C’est l’acteur William Shatner, futur capitaine Kirk dans Star Trek, qui incarne Adam Cramer : sous ses airs de gendre idéal se cache un prêcheur redoutable et un fauteur de troubles hautement dangereux. Roger Corman le filme sous tous les angles, avec une prédilection pour la contre-plongée lors des scènes où il harangue la foule, illustrant l’autorité et le pouvoir que détient ce personnage. Car Cramer est un manipulateur-né qui dit à la foule ce qu’elle veut entendre, attisant les pulsions les plus malsaines de tout un chacun, qui déborderont inexorablement vers la violence.
Le tournage du film s’est déroulé en décors naturels, Corman et son équipe se rendant dans différentes villes du Missouri, recrutant les gens du coin pour faire de la figuration. Peu d’entre eux goûtaient à l’ironie du propos et prenaient les discours d’Adam Cramer au sérieux, acclamant le personnage lors de ses violentes diatribes. Lorsque les habitants se rendaient compte de la supercherie, l’équipe devait partir au plus vite, escortée par la police locale.
Véritable brûlot politique, The Intruder rappelle les grandes heures du néoréalisme italien à travers ce témoignage d’un temps où la haine, la peur de l’autre et l’intolérance étaient encore la norme d’une certaine Amérique.
Malgré un accueil critique dithyrambique, The Intruder ne bénéficiera pas du même succès public – ce qui poussera Corman à ne plus tourner que des films de divertissement par la suite. Le cinéaste tentera toutefois de le ressortir sous deux autres titres, I Hate Your Guts et Shame, qu’il estimait plus accrocheurs et provocants. Ironiquement, The Intruder est aujourd’hui considéré comme son meilleur film. Cinquante ans plus tard, force est de constater que cette œuvre n’a pas pris une seule ride : sa description de la montée du populisme et de la manipulation des foules reste d’une troublante actualité.
Pistes de travail
Analyse de séquence
Chef-d’œuvre du film noir, ce long métrage a été tourné deux ans avant l’adoption du Civil Right Act, la loi qui interdit toute discrimination raciale aux États-Unis. Cet extrait montre comment Roger Corman réussi à représenter la haine et la violence du groupe extrémiste du Ku Klux Klan à travers l’usage d’un long plan fixe riche en symboles.

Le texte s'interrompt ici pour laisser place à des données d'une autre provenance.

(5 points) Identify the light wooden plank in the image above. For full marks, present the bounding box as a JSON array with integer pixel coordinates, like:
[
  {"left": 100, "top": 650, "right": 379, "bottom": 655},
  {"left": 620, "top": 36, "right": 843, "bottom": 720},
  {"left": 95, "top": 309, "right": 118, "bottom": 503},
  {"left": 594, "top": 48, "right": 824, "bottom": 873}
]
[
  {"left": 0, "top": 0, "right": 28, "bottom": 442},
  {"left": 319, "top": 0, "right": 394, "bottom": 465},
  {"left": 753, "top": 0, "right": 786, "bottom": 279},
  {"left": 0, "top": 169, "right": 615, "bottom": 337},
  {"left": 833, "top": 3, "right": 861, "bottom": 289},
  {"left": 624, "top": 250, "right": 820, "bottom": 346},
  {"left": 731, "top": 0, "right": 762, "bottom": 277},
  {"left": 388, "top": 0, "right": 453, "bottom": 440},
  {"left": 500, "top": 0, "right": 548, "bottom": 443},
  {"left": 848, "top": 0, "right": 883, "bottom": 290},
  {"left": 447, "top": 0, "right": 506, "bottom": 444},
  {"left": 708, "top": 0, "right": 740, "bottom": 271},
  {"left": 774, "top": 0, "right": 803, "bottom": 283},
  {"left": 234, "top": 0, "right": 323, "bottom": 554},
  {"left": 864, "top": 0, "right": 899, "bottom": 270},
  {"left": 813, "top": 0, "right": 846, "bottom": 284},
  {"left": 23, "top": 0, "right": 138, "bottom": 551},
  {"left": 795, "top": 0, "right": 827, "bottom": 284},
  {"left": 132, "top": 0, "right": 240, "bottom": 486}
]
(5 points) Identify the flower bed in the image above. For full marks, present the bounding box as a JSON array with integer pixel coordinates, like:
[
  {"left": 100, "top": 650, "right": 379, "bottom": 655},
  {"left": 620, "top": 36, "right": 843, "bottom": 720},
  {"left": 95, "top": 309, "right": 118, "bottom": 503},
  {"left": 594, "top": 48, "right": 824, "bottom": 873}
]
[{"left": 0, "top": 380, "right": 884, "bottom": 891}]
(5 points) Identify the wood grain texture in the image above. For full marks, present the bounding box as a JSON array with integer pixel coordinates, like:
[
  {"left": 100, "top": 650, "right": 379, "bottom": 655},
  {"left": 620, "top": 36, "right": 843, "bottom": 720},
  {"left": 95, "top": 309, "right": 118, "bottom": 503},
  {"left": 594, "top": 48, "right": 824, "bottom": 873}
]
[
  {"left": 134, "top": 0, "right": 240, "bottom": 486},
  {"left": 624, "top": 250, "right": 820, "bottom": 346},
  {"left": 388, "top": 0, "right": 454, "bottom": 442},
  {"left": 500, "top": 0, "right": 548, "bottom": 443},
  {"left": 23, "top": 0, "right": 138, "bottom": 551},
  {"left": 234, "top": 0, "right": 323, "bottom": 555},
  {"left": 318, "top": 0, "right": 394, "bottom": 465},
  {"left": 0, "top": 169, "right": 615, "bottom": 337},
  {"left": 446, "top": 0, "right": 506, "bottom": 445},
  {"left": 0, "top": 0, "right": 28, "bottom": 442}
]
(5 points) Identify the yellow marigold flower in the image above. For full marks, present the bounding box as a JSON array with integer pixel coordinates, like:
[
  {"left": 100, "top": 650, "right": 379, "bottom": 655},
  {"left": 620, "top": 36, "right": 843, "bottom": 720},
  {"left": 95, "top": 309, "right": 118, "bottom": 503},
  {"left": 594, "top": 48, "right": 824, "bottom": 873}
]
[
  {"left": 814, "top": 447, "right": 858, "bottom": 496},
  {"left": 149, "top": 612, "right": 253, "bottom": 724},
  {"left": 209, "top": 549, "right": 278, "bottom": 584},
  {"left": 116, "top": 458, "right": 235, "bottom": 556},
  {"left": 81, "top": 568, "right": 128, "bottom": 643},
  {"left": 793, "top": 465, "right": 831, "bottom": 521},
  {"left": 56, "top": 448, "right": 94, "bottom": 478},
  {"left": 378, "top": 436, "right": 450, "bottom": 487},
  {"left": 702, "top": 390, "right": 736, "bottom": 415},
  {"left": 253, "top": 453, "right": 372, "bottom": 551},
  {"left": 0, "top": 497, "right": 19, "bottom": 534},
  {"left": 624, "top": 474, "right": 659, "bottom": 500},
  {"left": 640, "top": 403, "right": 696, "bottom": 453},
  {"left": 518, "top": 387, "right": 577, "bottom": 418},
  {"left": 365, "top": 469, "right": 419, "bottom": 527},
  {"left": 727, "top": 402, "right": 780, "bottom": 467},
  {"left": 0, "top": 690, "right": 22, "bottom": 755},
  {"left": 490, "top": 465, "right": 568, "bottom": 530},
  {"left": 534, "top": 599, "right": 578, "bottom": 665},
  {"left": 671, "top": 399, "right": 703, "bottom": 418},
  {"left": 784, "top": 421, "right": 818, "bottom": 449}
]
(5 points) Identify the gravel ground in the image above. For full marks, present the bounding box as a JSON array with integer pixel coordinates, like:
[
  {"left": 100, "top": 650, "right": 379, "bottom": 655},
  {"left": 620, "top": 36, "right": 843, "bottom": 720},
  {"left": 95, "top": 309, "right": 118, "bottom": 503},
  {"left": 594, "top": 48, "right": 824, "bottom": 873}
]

Roger Corman à propos de The Intruder et du livre Un intrus de Charles Beaumont
« Quand j’ai lu Un intrus, j’ai tout de suite vu que Chuck [a.k.a. Charles Beaumont] avait réussi quelque chose de remarquable. Il avait écrit un roman « politique » doté d’une conscience sociale sans tomber dans les écueils qui accompagnent habituellement ce genre de récits. Dans la plupart des romans que l’on pourrait qualifier d’engagés, l’intrigue a tendance à virer au sermon ; le lecteur referme en général le livre dans un grand bâillement, pour ne plus jamais le rouvrir. Chuck, lui, avait créé des personnages qui vous tiraient par la manche et vous forçaient à vivre l’intrigue à leurs côtés.
Au cours des années 1950, dans le sud des États-Unis, ouvrir les écoles aux enfants de couleur était une idée nouvelle, particulièrement subversive. Cela attisait tant de haines et de préjugés qu’il était extrêmement délicat de trouver une manière de traiter le sujet sans dresser un mur de controverse entre le lecteur et l’histoire. Pourtant, de la même façon que Harper Lee avait su toucher un large public avec un texte « politique » en laissant son personnage Atticus Finch nous guider dans Ne tirez pas sur l’oiseau moqueur, Chuck a imaginé Adam Cramer : un type brillant, charmant, attentionné, et dangereusement séducteur. Un homme charismatique qui nourrit à notre insu de sombres desseins. Un personnage si complexe, si riche, si fascinant qu’il m’a été impossible de ne pas le suivre, où qu’il aille.
Je fus impressionné par Un intrus au point d’annoncer à Chuck que je comptais en acquérir les droits pour l’adapter au cinéma. Mais le sujet du livre était si sensible que malgré le succès de mes précédents films, personne n’accepta de le financer. Mon frère et moi avons donc été obligés d’hypothéquer nos maisons.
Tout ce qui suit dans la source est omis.